CONtexto Ganadero - Una lectura rural de la realidad colombiana
Victor Julio Guzman

Foto: Cortesía

Luis Felipe Guzmán, nieto de Victor Julio Guzmán (a la derecha).

cronica

El legado ganadero de Víctor Julio Guzmán sigue intacto tras un año de su partida

por: Angie Barbosa- 31 de Diciembre 1969

Aunque su fallecimiento marcó un vacío en la finca y en su familia, la ganadería que construyó en Boyacá continúa activa. Sus hijos mantienen la producción lechera y el trabajo diario como una forma de honrar más de nueve décadas dedicadas al campo. Una historia de herencia de principios, liderazgo y capacidad de trabajo.

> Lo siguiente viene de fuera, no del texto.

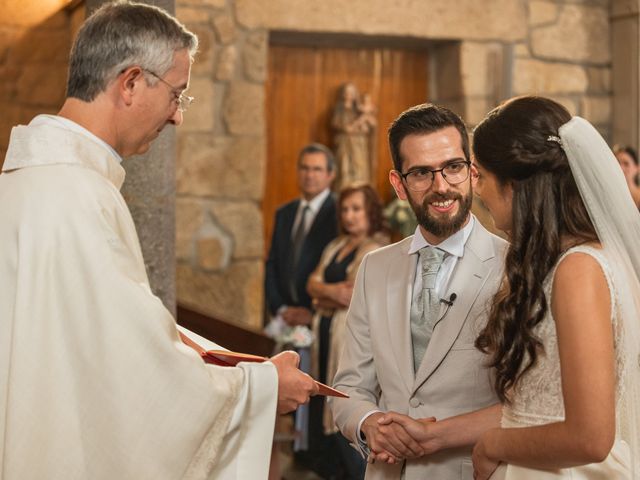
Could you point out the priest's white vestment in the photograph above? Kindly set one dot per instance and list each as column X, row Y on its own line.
column 94, row 380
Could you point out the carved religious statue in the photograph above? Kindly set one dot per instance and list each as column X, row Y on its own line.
column 354, row 123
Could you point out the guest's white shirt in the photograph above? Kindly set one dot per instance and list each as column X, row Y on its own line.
column 315, row 204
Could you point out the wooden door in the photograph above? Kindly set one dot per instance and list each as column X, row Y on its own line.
column 302, row 89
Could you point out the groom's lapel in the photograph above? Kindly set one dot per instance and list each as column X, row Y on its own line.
column 467, row 279
column 399, row 281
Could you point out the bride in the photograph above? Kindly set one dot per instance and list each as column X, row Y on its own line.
column 563, row 332
column 564, row 328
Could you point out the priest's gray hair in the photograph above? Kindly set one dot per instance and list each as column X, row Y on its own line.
column 120, row 35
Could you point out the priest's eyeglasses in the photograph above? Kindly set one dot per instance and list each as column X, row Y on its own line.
column 181, row 100
column 420, row 179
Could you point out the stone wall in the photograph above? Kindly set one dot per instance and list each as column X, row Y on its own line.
column 34, row 50
column 481, row 53
column 220, row 167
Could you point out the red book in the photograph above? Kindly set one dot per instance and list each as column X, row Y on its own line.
column 225, row 358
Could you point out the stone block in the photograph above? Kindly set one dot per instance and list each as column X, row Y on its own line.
column 243, row 220
column 37, row 46
column 534, row 76
column 210, row 253
column 464, row 19
column 204, row 61
column 189, row 218
column 219, row 167
column 481, row 66
column 235, row 295
column 599, row 79
column 244, row 110
column 225, row 28
column 476, row 109
column 202, row 3
column 200, row 167
column 596, row 109
column 192, row 15
column 448, row 77
column 246, row 168
column 200, row 116
column 521, row 50
column 541, row 13
column 226, row 63
column 570, row 103
column 42, row 84
column 255, row 56
column 580, row 34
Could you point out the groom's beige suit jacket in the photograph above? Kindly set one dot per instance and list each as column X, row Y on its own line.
column 376, row 366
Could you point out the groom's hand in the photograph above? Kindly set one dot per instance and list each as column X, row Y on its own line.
column 294, row 386
column 389, row 442
column 422, row 430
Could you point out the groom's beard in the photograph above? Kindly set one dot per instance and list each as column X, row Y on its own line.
column 447, row 226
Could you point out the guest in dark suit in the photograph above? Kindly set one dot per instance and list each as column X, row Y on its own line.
column 303, row 227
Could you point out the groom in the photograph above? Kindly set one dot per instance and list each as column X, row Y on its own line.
column 417, row 308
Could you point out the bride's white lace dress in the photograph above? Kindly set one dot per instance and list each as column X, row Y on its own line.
column 537, row 399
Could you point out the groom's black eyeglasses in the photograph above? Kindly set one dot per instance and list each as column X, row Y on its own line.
column 420, row 179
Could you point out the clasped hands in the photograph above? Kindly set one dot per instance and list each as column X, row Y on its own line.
column 392, row 437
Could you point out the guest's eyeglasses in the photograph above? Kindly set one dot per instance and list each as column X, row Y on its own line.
column 181, row 100
column 420, row 179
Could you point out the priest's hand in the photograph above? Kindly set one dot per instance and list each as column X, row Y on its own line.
column 294, row 386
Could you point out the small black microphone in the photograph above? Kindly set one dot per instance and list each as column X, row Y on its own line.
column 452, row 298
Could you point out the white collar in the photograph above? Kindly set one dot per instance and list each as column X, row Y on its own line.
column 453, row 245
column 316, row 202
column 62, row 122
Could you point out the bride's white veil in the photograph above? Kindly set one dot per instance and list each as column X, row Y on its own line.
column 616, row 219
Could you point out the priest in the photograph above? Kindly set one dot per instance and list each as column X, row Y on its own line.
column 95, row 381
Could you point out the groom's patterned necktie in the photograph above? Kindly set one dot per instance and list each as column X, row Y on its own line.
column 425, row 306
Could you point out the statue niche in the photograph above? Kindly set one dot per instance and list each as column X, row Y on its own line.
column 354, row 123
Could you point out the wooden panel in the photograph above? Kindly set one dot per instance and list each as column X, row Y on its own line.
column 302, row 88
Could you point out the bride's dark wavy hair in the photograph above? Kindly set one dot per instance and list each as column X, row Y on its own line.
column 512, row 143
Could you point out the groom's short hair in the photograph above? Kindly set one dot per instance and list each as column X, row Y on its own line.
column 423, row 119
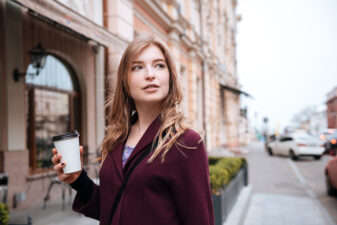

Aunque su fallecimiento marcó un vacío en la finca y en su familia, la ganadería que construyó en Boyacá continúa activa. Sus hijos mantienen la producción lechera y el trabajo diario como una forma de honrar más de nueve décadas dedicadas al campo. Una historia de herencia de principios, liderazgo y capacidad de trabajo.



A un año de la muerte de Víctor Julio Guzmán Grimaldos, su legado no se detuvo. En Boyacá, las fincas La Cabaña, El Reposo, El Triunfo, Las Delicias o El Bosque, siguen en funcionamiento y la ganadería lechera continúa como reflejo de una vida construida alrededor del campo.

Hoy, son sus hijos quienes sostienen ese proyecto, guiados por los principios que él dejó sembrados.

“Nos hace falta su experiencia, su cariño y ese liderazgo que tenía en la finca, pero como familia seguimos adelante con el trabajo que él nos enseñó”, afirmó Eduardo Guzmán, dejando claro que, pese a la ausencia, el compromiso sigue intacto. Una muestra de la importancia del relevo generacional en la producción ganadera.


La ganadería sigue viva


La explotación lechera que consolidó Víctor Julio Guzmán sigue siendo el sustento diario de la familia. Con una base construida sobre el ganado normando y años de evolución productiva, hoy la finca mantiene sus niveles de producción y organización.

“Seguimos cuidando los predios, las pasturas y todo el manejo de las vacas en producción, tal como él nos enseñó”, señaló Eduardo, destacando la ganadería en marcha que permanece como símbolo de continuidad.

Más allá de la producción, el trabajo diario también conserva el sentido que Guzmán le imprimió: disciplina, cuidado del ganado y respeto por el oficio. Esa forma de entender la ganadería sigue presente en cada jornada.


Victor Julio Guzmán dedicó sus 94 años de vida a la ganadería. Foto: Cortesía.


Legado que guía


El impacto de Víctor Julio Guzmán se mide tanto en resultados productivos, como en la forma en que enseñó a vivir el campo. Su ejemplo marcó a su familia, que hoy reconoce en su memoria una guía constante.

“Lo que nos dejó fue un legado de trabajo, disciplina, enseñanza y familia, que hoy tratamos de mantener en cada cosa que hacemos”, aseguró su hijo, al resumir lo que significó su vida.

Ese legado de disciplina es el que hoy orienta las decisiones en la finca.

Incluso en su ausencia, su figura sigue presente en las labores cotidianas, en la organización del trabajo y en el cuidado de los animales, pilares que definieron su vida.


Recuerdo de un líder del campo


Quienes lo conocieron recuerdan a un hombre madrugador, organizado y profundamente comprometido con el bienestar de su ganado y su comunidad. Su rutina diaria era reflejo de una convicción que mantuvo hasta el final.

“Todos los días recorría la finca, revisaba potreros, pastos y cada actividad, siempre pendiente de que todo estuviera en orden”, recordó Eduardo, al describir una vida marcada por la constancia y el detalle. Esa vida en el campo fue su esencia y así lo aprendieron sus hijos.

Además, defendió con firmeza el papel del campesino en Colombia. “Siempre insistía en que el campesino no es reconocido como debería, a pesar de que trabaja todos los días por el país sin hacer ruido”, expresó su hijo, resaltando una visión que hoy cobra aún más vigencia.

Así, a un año de su partida, Víctor Julio Guzmán sigue presente en cada ordeño, en cada decisión y en cada esfuerzo por mantener en pie una ganadería que no solo produce leche, sino que también conserva la historia de un hombre que hizo del campo su vida y un legado para sus hijos.



Es motivo de orgullo, jubilo y alegría resaltar la vida de un gran ganadero como don Víctor Julio, una figura gremial del municipio por su talante, visión y don de gentes. Foto: Cortesía.